Traumatic brain injury (TBI) is a leading cause of disability in Australia and worldwide. The effects of TBI are profound and often long term. Adverse outcomes are wide ranging and can include confusion, memory loss, depression, cognitive decline, epilepsy and eventual development of dementia. Unfortunately beneficial treatments are lacking due largely to our limited understanding of how TBI promotes these events.

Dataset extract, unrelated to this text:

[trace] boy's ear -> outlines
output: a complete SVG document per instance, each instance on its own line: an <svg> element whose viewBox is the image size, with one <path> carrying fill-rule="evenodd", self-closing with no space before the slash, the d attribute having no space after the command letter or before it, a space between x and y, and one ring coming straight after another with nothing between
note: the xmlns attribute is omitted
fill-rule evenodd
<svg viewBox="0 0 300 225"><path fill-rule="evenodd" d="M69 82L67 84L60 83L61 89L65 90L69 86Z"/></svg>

TBI can be divided into two mechanistically distinct stages: the primary and secondary insult. The primary injury is the immediate and irreversible damage caused by mechanical forces during the accident. The damage caused by the primary insult is irreversible, however, the secondary injury is a driven largely by the ensuing inflammation that causes further cell death in the brain and adversely affects brain function. Importantly, early interventions to limit the inflammatory response following a significant brain impact represents a novel strategy to minimize secondary injury and improve outcomes.
We have found that the protein ROCK2 is rapidly increased in the brain following TBI. ROCK2 has an established role in driving pathogenic immune responses in multiple inflammatory diseases. In clinical studies, inhibitors of ROCK2 have been shown to limit inflammation to attenuate disease and reverse pathology in patients with psoriasis and pulmonary fibrosis. In the proposed study we will use our well established preclinical models to elucidate the mechanisms by which ROCK2 promotes injury following TBI, and test whether ROCK2 inhibition with a highly selective orally available small molecule inhibitor of ROCK2 (KD025) improves cognitive and behavioural outcomes.